Much like NIR, XRF equipment is calibrated using a set of primary or secondary standards derived through traditional wet chemistry, or other analytical techniques such as Inductively Coupled Plasma (ICP) elemental analysis. The XRF instrument analyzes these standards for elements of interest and develops calibration curves for each element stored in the system’s software.

“Unknown samples are prepared in exactly the same way as the primary standards and are analyzed against the calibration curves to determine the elemental make up of each sample,” Eden explains.

testing-ingredient-samples The nutritional data gathered in Cargill's research labs is used to generate accurate and efficient animal feed formulations for optimal animal performance. | Cargill Animal Nutrition

In CAN’s lab, dry, ground ingredient samples are pressed into discs through the application of 20 metric tons of pressure to create a flat surface. CAN’s EDXRF unit has an auto sampler capable of analyzing up to 28 samples – but it typically runs five to six samples at a time. The machine then generates spectral data and applies it against CAN’s models to generate results.

“Samples are hit with X-rays and the electrons move out of their shell and then other electrons fill that space so the machine can pick up on the energy of the element,” he says. “Each element has its own unique signature that can be used to quantify mineral content.”

Plaisance adds, “So when you present the samples to the instrument, it bombards them with X-rays, exciting atoms specific for each element within the sample, and you are able to look at all the different elements in one scan.”

Additional benefits

In addition to rapid mineral analysis, safety ranked high among the unit’s greatest benefits for CAN. Unlike ICP, which requires the use of strong acids, XRF scans are conducted without chemicals.

“Without the use of acids, we are making the procedure safer for the technician and creating much less waste in the environment,” Plaisance says, noting that sample disposal does not require any special conditions.

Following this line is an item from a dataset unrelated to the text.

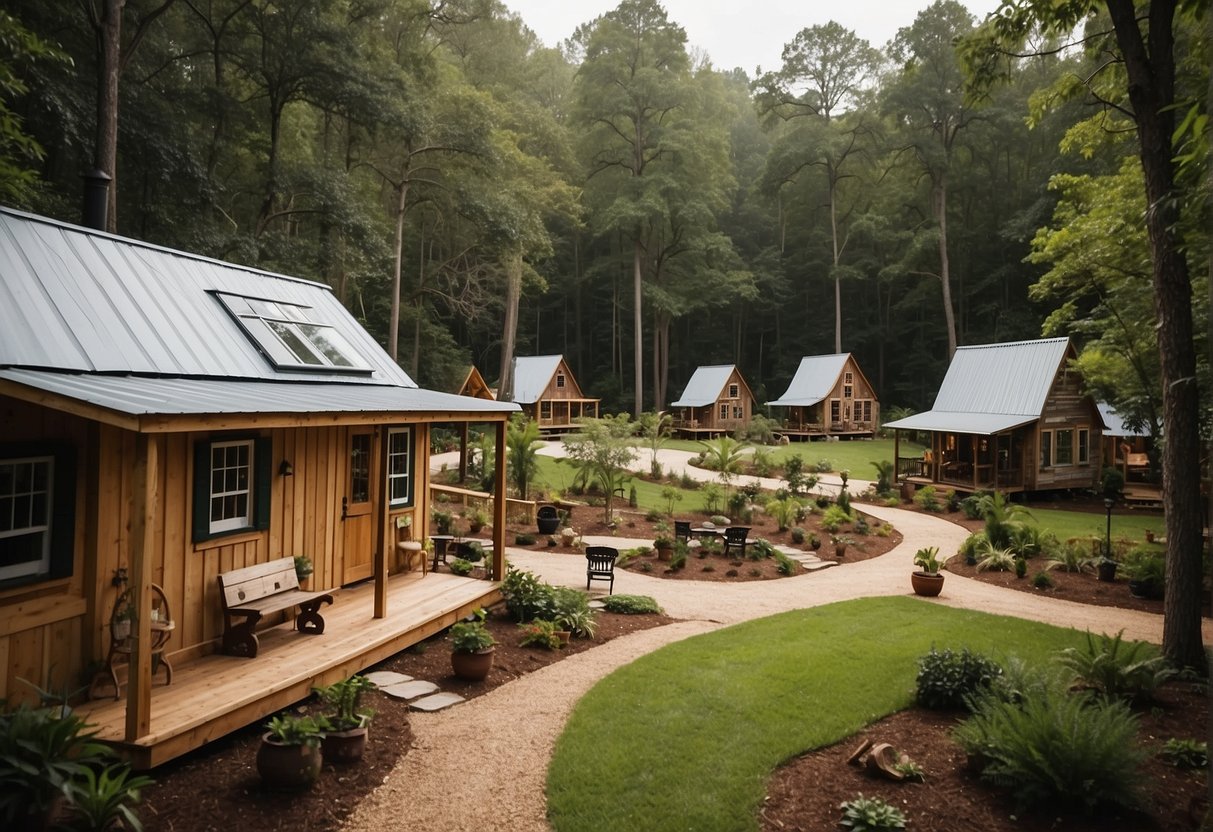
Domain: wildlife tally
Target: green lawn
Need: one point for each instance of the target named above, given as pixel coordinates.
(685, 738)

Also, in comparison to ICP, XRF units produce repeatable results over long periods of time without recalibration. Unit accuracy can be validated daily by running a control sample.

“It’s a plug-and-play instrument,” says Daniel Pecard, Bruker AXS senior applications scientist – XRF. “It fits on a standard lab bench and uses a standard power outlet – no gas. There’s a 20-minute start-up procedure – and as long as the system is turned on – you don’t have to wait much longer.”

Arkady Buman, NA XRF Product Manager, Bruker AXS, adds: Once you have the instrument installed, your day-to-day cost is basically nonexistent. When you run ICP you have consumables which could run – depending on the usage – up to $30,000 to $40,000 dollars per year.”

According to Buman, the easy-to-use system also requires very little training due to its intuitive, touch-screen interface. 

CAN plans to move forward with XRF

Currently, CAN’s sister lab in Spressa, Italy, also operates an XRF unit and the company recently purchased one for a lab in Mexico. It plans to introduce an additional four XRF systems in 2015.

“We’d like to see this deployed in as many locations as necessary,” Plaisance says.

Given its size and scale, CAN has a unique advantage in utilizing both NIR and XRF technology. Eden feels smaller feed operations may have a hard time calibrating an XRF system given their limited access to sample data and may be better off outsourcing their mineral analysis.

Buman agrees, “There’s a lot of potential in the feed industry, but it does need some development.”